FAQ Home > Processing, Decalcifying, Embedding

Paraffin wax: crystals, additives and cutting


What are the best polymers or other additives for reducing crystal size and improving the cutting propereties of paraffin wax?


Paraffin wax is a mixture of (virtually) straight chain hydrocarbons.  Note the word "mixture".  Unless you go to enormous lengths (of purifying or searching for a fine chemical supplier), you will ALWAYS have a mixture. There is a relationship between hydrocarbon chain length and melting point, but as the waxes are always mixtures, melting points are never exact, either in the compounding or the measuring, but that is another story!
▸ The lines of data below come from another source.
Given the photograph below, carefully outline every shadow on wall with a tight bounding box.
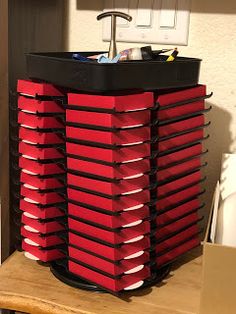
[200,100,235,233]
[76,0,236,14]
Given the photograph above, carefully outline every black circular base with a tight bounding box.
[50,262,171,293]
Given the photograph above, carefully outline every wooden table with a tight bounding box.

Perhaps more important than the melting point is the "plastic point," but that is virtually ignored by our suppliers.  The plastic point occurs about 10 C below the melting point and its meaning should be fairly obvious - try softening a piece of physiotherapy wax in your hands and that should explain all you need to know. The reason the plastic point is important is related to the sectioning properties of the wax, but we will come to that later! Crystal size is important in the wax surounding the tissue and in the tissue spaces, but not in the tissue per se. Molten wax infiltrates the specimen; the size and shape of crystals will be influenced by the tissues as the molten wax solidifies - i.e. crystalises.  So we cannot have "small crystals" infiltrating although smaller crystals will result from solification in denser tissues.
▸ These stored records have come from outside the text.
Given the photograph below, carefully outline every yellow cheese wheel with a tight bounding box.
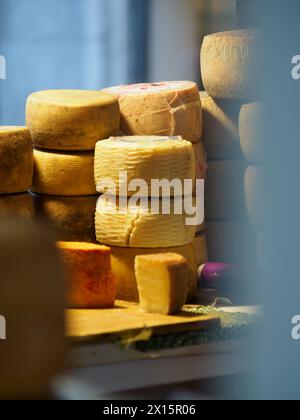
[34,195,98,243]
[0,220,65,399]
[200,92,242,160]
[96,196,197,248]
[239,102,264,163]
[0,126,33,194]
[0,193,34,219]
[111,244,200,302]
[32,150,97,196]
[105,81,202,143]
[201,29,260,100]
[26,90,120,151]
[95,136,195,197]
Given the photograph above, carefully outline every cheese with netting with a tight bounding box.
[96,196,197,248]
[105,81,202,143]
[26,90,120,151]
[0,126,33,194]
[201,29,260,100]
[95,136,196,197]
[32,150,97,196]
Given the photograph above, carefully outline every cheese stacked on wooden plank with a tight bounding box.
[135,253,188,315]
[95,136,195,196]
[26,90,120,151]
[0,220,65,399]
[0,126,33,194]
[57,242,116,309]
[105,81,202,143]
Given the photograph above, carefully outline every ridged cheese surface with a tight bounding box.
[32,150,97,196]
[201,30,260,100]
[95,136,195,195]
[0,126,33,194]
[26,90,120,151]
[105,81,202,143]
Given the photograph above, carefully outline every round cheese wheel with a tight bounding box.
[0,126,33,194]
[105,81,202,143]
[32,150,97,196]
[95,136,195,196]
[201,29,260,100]
[96,196,197,248]
[0,220,66,399]
[26,90,120,151]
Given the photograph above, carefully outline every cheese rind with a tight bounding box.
[26,90,120,151]
[105,81,203,143]
[32,149,97,196]
[95,136,195,196]
[135,253,188,315]
[0,126,33,194]
[57,242,116,309]
[201,30,260,100]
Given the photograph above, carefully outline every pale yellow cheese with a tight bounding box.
[105,81,203,143]
[135,253,188,315]
[0,126,33,194]
[32,150,97,196]
[201,29,261,100]
[26,90,120,151]
[95,136,196,196]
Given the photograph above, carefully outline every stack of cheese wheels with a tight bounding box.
[200,29,262,264]
[95,136,207,301]
[0,126,34,219]
[26,90,120,242]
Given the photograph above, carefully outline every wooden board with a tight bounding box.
[66,301,220,343]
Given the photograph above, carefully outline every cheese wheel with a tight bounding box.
[200,92,242,160]
[0,193,34,219]
[32,150,97,196]
[105,81,202,143]
[135,253,189,315]
[0,220,65,399]
[111,244,199,302]
[0,126,33,194]
[95,136,195,197]
[57,242,116,309]
[34,195,98,243]
[26,90,120,151]
[239,102,264,163]
[201,30,261,100]
[96,196,197,248]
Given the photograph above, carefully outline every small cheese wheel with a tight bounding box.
[239,102,264,163]
[96,196,197,248]
[0,126,33,194]
[0,220,66,399]
[0,193,34,219]
[201,30,260,100]
[200,92,242,160]
[26,90,120,151]
[105,81,202,143]
[95,136,195,196]
[33,195,98,243]
[111,243,200,302]
[32,150,97,196]
[135,253,188,315]
[57,242,116,309]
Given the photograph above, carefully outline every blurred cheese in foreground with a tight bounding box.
[135,253,188,315]
[0,220,65,399]
[105,81,202,143]
[0,126,33,194]
[57,242,116,309]
[26,90,120,151]
[95,136,195,196]
[34,194,98,243]
[32,150,97,196]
Some of the theory behind this suggests that wax crystalises first as flat "plates," the higher melting point hydrocarbons crystalising first. As successively lower melting points deposit further plate crystals, they pile up upon one another. Distortion due to these dynamic events forces the edges or corners of the most well developed plates to curl and roll. Eventually, that gives rise to needle shaped crystals, which some "experts" consider most ideal for microtomy.  All this will be contingent upon the boundaries imposed upon the process by cell and tissue structures. During microtomy, essentially two types of forces are exerted in the cutting process. Flow shearing and point-to-point shearing.  Flow shearing is, as you might expect, the smoother and prcedes ahead of the edge of the blade.  Point to point shearing has forces seeking the line of least resistence ahead of the blade and these result in a section of uneven thickness - not that you would notice this microscopically.
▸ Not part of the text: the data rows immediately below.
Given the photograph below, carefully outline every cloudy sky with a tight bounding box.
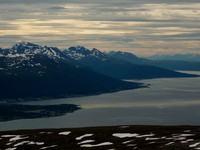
[0,0,200,55]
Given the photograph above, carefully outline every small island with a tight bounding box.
[0,104,80,122]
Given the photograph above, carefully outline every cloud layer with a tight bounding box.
[0,0,200,55]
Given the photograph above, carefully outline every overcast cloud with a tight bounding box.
[0,0,200,55]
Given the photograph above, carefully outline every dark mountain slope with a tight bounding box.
[108,51,200,71]
[64,46,197,79]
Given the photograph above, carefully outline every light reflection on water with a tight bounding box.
[0,71,200,130]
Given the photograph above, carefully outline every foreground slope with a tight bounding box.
[0,126,200,150]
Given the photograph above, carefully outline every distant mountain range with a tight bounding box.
[147,54,200,62]
[0,42,196,101]
[108,51,200,71]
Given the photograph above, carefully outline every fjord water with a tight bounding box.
[0,72,200,130]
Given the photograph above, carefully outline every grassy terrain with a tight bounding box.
[0,126,200,150]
Imagine the difference between cutting through a jelly and cutting through a beefburger. Now you can imagine where the importance of the plastic point (as opposed to the melting point) comes in. Additives to paraffin waxes are intended to minimise the point-to-point shearing and improve the plastic flow. The association between the words "plastic" and "polymers" should now be awakening. Additives to paraffin wax are usually polymers (of know chain length, for they are synthesised exactly), with a major role in "harmonizing the consistency," in part at least by filling in beteen the wax crystals.

I use pure paraffin wax with no additives, in the belief that proper processing and a SHARP blade are the central features of good microtomy.  (I just wish I could practise as well as I can preach!) I have only ever come accross one wax with crystalline structure significantly different from others, and that is Ralwax, which can be helpful when cutting decalcified specimens, etc.